«Nadie se da cuenta de que algunas personas gastan una energía tremenda simplemente para ser normales».
-Albert Camus
Queridos(as) lectores(as):
Les pido perdón por el distanciamiento que he tenido. Junio y julio no son meses fáciles para mí, y reconozco que a veces ciertas cosas entorpecen mi proceder con otras. En fin, aquí estamos, listos para un encuentro más. En esta ocasión quisiera hacer un poco de propaganda a la intención de auto-conocernos. Sin embargo, ¿de qué manera podemos hacerlo sin caer en la auto-mentira en el proceso? Siempre hemos escuchado aquello que dice «no te engañes», pero también el «no te mientas». Y no, no es lo mismo. El engaño es, por decirlo de alguna manera, aceptar un hecho determinado a pesar de la evidencia contraria, mientras que la mentira es un intento, una vil herramienta para buscar caer o que caigan en el engaño. Dicho de otro modo, la mentira es el paso previo al engaño. Vamos a trabajar con esto más adelante.

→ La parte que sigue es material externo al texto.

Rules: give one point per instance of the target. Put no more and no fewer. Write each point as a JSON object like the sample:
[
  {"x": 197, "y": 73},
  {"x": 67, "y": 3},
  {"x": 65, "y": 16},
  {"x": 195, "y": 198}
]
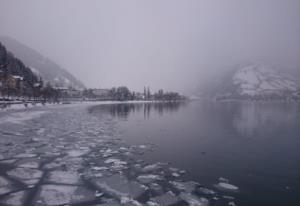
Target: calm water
[{"x": 255, "y": 145}]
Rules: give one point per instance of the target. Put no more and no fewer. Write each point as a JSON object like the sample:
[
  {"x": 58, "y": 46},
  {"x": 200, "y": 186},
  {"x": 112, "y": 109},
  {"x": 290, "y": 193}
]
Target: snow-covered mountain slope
[
  {"x": 258, "y": 79},
  {"x": 255, "y": 80},
  {"x": 42, "y": 66}
]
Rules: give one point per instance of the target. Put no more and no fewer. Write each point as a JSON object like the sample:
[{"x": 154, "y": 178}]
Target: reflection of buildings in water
[
  {"x": 249, "y": 118},
  {"x": 123, "y": 110}
]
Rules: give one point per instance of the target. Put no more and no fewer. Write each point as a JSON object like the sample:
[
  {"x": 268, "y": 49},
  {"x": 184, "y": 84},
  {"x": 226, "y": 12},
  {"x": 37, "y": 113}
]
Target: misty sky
[{"x": 173, "y": 44}]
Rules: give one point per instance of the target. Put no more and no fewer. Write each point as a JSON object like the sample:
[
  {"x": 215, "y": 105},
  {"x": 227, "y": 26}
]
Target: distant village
[{"x": 14, "y": 88}]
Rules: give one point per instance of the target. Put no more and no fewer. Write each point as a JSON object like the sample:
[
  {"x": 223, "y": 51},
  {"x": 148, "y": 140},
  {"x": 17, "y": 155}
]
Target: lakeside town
[{"x": 13, "y": 88}]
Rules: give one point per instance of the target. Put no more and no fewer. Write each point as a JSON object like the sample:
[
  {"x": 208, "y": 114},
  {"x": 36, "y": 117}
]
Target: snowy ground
[{"x": 62, "y": 155}]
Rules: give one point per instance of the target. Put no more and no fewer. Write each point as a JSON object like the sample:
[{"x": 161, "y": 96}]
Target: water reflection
[
  {"x": 123, "y": 110},
  {"x": 250, "y": 118}
]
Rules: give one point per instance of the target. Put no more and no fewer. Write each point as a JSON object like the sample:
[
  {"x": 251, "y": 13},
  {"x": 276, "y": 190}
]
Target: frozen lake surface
[{"x": 197, "y": 153}]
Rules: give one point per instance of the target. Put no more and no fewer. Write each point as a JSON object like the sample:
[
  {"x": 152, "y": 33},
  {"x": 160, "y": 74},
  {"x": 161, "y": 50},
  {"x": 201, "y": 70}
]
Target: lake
[
  {"x": 256, "y": 145},
  {"x": 181, "y": 153}
]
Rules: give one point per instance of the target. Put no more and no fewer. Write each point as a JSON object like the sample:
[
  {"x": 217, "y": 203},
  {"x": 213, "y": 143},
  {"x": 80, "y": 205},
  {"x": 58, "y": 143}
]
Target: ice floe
[
  {"x": 5, "y": 186},
  {"x": 227, "y": 186},
  {"x": 119, "y": 186},
  {"x": 64, "y": 177},
  {"x": 189, "y": 186},
  {"x": 62, "y": 195},
  {"x": 26, "y": 175},
  {"x": 192, "y": 200},
  {"x": 15, "y": 199},
  {"x": 166, "y": 199},
  {"x": 146, "y": 179}
]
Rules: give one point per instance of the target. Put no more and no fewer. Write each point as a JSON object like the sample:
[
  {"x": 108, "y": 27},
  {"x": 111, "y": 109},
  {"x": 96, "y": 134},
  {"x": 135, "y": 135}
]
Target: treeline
[
  {"x": 122, "y": 93},
  {"x": 17, "y": 81}
]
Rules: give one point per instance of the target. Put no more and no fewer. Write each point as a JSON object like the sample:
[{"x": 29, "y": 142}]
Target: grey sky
[{"x": 172, "y": 44}]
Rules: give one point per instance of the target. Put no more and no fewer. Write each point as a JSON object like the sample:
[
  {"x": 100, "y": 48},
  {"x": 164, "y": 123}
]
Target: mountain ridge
[
  {"x": 253, "y": 81},
  {"x": 41, "y": 65}
]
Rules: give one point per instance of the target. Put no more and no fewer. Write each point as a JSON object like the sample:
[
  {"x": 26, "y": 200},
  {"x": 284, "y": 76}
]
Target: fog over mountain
[
  {"x": 171, "y": 44},
  {"x": 42, "y": 66}
]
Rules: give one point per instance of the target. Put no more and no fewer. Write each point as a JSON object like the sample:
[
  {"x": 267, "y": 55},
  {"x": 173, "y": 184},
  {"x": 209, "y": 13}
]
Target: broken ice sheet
[
  {"x": 166, "y": 199},
  {"x": 5, "y": 186},
  {"x": 26, "y": 175},
  {"x": 188, "y": 187},
  {"x": 77, "y": 153},
  {"x": 192, "y": 200},
  {"x": 29, "y": 163},
  {"x": 62, "y": 194},
  {"x": 119, "y": 186},
  {"x": 14, "y": 199},
  {"x": 227, "y": 187},
  {"x": 146, "y": 179},
  {"x": 25, "y": 155},
  {"x": 64, "y": 177}
]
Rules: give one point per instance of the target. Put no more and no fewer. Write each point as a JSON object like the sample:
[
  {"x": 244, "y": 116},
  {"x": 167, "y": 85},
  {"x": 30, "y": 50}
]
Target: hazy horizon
[{"x": 161, "y": 44}]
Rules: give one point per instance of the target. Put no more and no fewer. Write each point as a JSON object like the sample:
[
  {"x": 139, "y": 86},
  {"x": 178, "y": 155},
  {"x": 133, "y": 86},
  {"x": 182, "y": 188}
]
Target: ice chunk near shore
[
  {"x": 25, "y": 155},
  {"x": 222, "y": 179},
  {"x": 26, "y": 175},
  {"x": 166, "y": 199},
  {"x": 64, "y": 177},
  {"x": 151, "y": 168},
  {"x": 227, "y": 187},
  {"x": 146, "y": 179},
  {"x": 62, "y": 194},
  {"x": 34, "y": 164},
  {"x": 188, "y": 187},
  {"x": 120, "y": 187},
  {"x": 205, "y": 191},
  {"x": 77, "y": 153},
  {"x": 20, "y": 117},
  {"x": 14, "y": 199},
  {"x": 5, "y": 186},
  {"x": 9, "y": 161},
  {"x": 192, "y": 200},
  {"x": 116, "y": 163}
]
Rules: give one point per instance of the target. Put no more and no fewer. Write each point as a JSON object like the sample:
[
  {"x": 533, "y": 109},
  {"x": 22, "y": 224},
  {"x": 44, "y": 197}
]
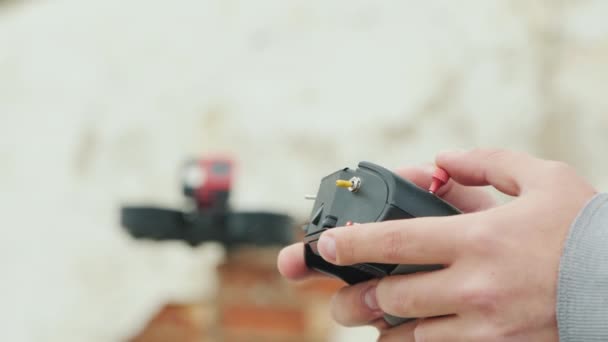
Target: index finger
[{"x": 424, "y": 240}]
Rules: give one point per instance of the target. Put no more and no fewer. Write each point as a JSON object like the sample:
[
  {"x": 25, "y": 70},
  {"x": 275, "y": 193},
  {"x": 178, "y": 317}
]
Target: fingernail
[
  {"x": 327, "y": 247},
  {"x": 369, "y": 298},
  {"x": 451, "y": 153}
]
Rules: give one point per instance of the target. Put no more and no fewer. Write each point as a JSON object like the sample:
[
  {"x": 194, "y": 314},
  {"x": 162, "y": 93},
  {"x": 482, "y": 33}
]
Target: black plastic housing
[{"x": 382, "y": 196}]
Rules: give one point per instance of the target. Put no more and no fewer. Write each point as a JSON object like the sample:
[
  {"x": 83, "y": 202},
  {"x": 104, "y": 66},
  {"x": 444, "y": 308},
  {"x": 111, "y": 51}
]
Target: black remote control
[{"x": 370, "y": 193}]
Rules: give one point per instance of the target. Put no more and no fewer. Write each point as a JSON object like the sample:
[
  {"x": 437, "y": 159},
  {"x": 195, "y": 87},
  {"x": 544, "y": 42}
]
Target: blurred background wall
[{"x": 101, "y": 100}]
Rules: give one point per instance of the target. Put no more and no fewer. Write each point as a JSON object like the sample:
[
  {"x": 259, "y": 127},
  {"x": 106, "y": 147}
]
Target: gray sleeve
[{"x": 582, "y": 291}]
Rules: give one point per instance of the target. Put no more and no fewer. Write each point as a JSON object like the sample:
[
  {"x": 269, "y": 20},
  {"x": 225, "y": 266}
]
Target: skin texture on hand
[{"x": 500, "y": 279}]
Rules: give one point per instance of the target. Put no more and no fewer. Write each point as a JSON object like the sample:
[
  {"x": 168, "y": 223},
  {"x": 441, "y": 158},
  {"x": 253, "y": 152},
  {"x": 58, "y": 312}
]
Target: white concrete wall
[{"x": 101, "y": 100}]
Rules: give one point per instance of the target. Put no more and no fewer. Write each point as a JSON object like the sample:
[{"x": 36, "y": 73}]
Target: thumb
[{"x": 508, "y": 171}]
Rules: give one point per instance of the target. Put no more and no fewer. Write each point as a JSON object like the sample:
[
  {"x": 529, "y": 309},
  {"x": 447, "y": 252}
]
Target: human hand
[{"x": 499, "y": 283}]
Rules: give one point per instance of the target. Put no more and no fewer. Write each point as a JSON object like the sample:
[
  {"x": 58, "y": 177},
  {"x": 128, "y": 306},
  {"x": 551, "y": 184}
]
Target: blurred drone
[{"x": 207, "y": 182}]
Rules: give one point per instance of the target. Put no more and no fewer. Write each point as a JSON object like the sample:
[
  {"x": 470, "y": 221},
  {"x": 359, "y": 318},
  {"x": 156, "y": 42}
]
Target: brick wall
[{"x": 254, "y": 303}]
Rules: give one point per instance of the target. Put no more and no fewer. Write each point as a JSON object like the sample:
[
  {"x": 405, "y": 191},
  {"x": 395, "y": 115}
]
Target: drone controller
[{"x": 370, "y": 193}]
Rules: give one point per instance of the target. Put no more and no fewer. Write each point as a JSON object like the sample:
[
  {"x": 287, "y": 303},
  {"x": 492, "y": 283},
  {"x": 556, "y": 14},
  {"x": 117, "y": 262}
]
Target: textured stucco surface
[{"x": 101, "y": 100}]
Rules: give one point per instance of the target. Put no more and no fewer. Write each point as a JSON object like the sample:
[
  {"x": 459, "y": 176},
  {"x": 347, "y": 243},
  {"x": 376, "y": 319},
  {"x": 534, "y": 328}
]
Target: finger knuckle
[
  {"x": 556, "y": 170},
  {"x": 481, "y": 297},
  {"x": 483, "y": 240},
  {"x": 421, "y": 333},
  {"x": 392, "y": 244}
]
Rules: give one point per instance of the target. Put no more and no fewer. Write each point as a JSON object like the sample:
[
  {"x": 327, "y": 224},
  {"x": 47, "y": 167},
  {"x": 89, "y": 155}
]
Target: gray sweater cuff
[{"x": 582, "y": 291}]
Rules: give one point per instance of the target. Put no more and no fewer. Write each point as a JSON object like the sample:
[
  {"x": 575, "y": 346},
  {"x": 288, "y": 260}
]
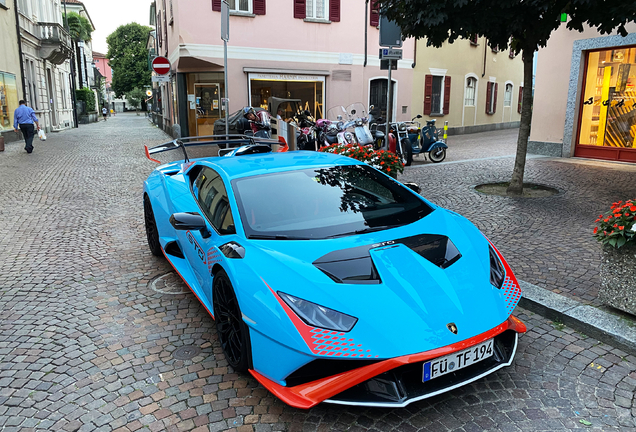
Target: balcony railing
[{"x": 55, "y": 42}]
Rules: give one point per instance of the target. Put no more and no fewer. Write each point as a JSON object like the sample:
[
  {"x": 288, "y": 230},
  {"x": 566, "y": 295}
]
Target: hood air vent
[{"x": 355, "y": 266}]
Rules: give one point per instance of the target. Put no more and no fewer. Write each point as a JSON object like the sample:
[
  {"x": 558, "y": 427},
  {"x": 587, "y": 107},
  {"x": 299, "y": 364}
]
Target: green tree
[
  {"x": 526, "y": 25},
  {"x": 134, "y": 97},
  {"x": 79, "y": 27},
  {"x": 128, "y": 57}
]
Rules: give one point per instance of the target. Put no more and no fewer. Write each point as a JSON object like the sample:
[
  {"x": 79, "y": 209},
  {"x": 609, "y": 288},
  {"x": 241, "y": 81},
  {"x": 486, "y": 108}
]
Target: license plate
[{"x": 459, "y": 360}]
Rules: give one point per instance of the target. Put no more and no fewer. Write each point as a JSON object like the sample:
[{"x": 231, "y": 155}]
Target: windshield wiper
[
  {"x": 366, "y": 230},
  {"x": 276, "y": 237}
]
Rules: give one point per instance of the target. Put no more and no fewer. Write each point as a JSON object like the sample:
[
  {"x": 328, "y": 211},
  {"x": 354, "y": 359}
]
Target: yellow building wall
[
  {"x": 459, "y": 60},
  {"x": 9, "y": 63}
]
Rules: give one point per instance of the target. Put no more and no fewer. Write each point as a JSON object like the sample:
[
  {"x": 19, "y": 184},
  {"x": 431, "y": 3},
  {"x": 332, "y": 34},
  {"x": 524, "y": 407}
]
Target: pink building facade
[
  {"x": 323, "y": 52},
  {"x": 101, "y": 63}
]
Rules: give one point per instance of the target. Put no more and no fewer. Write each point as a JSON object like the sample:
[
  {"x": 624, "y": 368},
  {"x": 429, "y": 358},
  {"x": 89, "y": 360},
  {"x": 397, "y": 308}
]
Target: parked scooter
[
  {"x": 357, "y": 115},
  {"x": 256, "y": 123},
  {"x": 335, "y": 129},
  {"x": 426, "y": 140},
  {"x": 376, "y": 128},
  {"x": 305, "y": 130}
]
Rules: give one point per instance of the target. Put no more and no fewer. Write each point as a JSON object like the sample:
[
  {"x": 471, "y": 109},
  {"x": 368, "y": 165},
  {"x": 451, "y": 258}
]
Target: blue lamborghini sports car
[{"x": 330, "y": 281}]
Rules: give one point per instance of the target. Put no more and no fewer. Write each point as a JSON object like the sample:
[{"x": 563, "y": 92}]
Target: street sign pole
[
  {"x": 389, "y": 107},
  {"x": 225, "y": 35},
  {"x": 390, "y": 37}
]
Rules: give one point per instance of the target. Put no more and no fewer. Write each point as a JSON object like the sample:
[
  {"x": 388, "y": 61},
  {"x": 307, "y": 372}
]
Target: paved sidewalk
[
  {"x": 547, "y": 241},
  {"x": 87, "y": 344}
]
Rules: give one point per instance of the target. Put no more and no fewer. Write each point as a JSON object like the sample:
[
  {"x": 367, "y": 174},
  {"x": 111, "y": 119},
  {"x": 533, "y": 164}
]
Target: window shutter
[
  {"x": 259, "y": 7},
  {"x": 428, "y": 91},
  {"x": 374, "y": 16},
  {"x": 334, "y": 10},
  {"x": 300, "y": 9},
  {"x": 446, "y": 95},
  {"x": 488, "y": 96}
]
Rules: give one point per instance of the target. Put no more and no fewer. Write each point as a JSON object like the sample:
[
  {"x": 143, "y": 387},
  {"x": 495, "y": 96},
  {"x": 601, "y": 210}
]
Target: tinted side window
[{"x": 211, "y": 194}]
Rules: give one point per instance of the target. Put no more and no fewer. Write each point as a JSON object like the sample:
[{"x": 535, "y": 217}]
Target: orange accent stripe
[
  {"x": 184, "y": 281},
  {"x": 148, "y": 156},
  {"x": 310, "y": 394}
]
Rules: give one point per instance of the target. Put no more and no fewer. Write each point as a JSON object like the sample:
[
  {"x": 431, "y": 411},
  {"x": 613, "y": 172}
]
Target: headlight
[
  {"x": 319, "y": 316},
  {"x": 497, "y": 272}
]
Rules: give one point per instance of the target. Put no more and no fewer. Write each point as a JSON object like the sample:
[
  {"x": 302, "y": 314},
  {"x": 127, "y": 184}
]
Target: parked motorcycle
[
  {"x": 376, "y": 128},
  {"x": 426, "y": 140},
  {"x": 260, "y": 126},
  {"x": 306, "y": 135},
  {"x": 335, "y": 128},
  {"x": 356, "y": 113}
]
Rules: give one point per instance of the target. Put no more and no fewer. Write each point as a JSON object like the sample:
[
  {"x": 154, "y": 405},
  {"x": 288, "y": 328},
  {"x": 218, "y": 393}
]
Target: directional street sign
[
  {"x": 390, "y": 54},
  {"x": 161, "y": 65}
]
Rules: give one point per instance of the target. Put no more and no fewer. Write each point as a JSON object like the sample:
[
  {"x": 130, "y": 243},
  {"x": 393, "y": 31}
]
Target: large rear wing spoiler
[{"x": 226, "y": 144}]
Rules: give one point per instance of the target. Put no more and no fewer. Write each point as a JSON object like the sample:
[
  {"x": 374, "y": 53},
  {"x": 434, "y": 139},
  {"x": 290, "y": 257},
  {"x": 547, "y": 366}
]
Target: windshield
[
  {"x": 321, "y": 203},
  {"x": 356, "y": 111},
  {"x": 337, "y": 113}
]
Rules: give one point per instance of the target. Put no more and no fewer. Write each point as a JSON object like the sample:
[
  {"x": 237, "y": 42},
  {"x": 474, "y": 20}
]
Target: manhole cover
[
  {"x": 186, "y": 352},
  {"x": 170, "y": 283}
]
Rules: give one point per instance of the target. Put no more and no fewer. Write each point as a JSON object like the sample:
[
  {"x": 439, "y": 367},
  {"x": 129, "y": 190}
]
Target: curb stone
[{"x": 595, "y": 322}]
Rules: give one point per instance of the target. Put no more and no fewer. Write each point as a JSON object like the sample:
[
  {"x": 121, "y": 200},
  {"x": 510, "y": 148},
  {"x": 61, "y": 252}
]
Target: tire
[
  {"x": 437, "y": 155},
  {"x": 407, "y": 147},
  {"x": 152, "y": 234},
  {"x": 232, "y": 331}
]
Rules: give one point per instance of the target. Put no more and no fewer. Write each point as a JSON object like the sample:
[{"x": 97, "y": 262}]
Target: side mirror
[
  {"x": 190, "y": 222},
  {"x": 414, "y": 187}
]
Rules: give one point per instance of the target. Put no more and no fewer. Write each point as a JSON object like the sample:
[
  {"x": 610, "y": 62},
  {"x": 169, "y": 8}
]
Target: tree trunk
[{"x": 516, "y": 183}]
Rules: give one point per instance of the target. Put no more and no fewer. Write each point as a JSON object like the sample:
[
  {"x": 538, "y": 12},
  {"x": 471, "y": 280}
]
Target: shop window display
[
  {"x": 309, "y": 92},
  {"x": 608, "y": 110},
  {"x": 8, "y": 100}
]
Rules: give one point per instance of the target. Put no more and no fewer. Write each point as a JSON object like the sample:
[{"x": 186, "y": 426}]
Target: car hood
[{"x": 412, "y": 306}]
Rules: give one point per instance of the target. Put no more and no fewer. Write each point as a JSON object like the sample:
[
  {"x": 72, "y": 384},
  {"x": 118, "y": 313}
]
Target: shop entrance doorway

En las últimas semanas he sido testigo directo de varios casos muy interesantes donde se juegan ambas realidades de maneras muy inconscientes o bastante conscientes. ¿Pero que se logra con ello? En uno de esos casos escuché un «así soy y se aguantan». Es curiosa la manera agresiva en la que se exige que nadie se meta con uno. En ese particular momento justo caí en cuenta de la frase de Camus con la que empezamos el encuentro. Lo que el filósofo francés-argelino plantea es bastante oportuno; comenzando con aquello de «normales», nos obligamos a pensar «según quién, según qué». En un encuentro mucho muy anterior a este ya hemos abordado aquello de lo normal desde lo esfuerzos de Michel Foucault. Lo interesante en todo esto es que justamente por intentar ser «normal» (lo que otros aprueban) terminamos por tener una terca idea de despreciar nuestra propia identidad, cayendo en la necesidad de querer encajar con los demás. Una conducta bastante infantil que remota al deseo de pertenencia.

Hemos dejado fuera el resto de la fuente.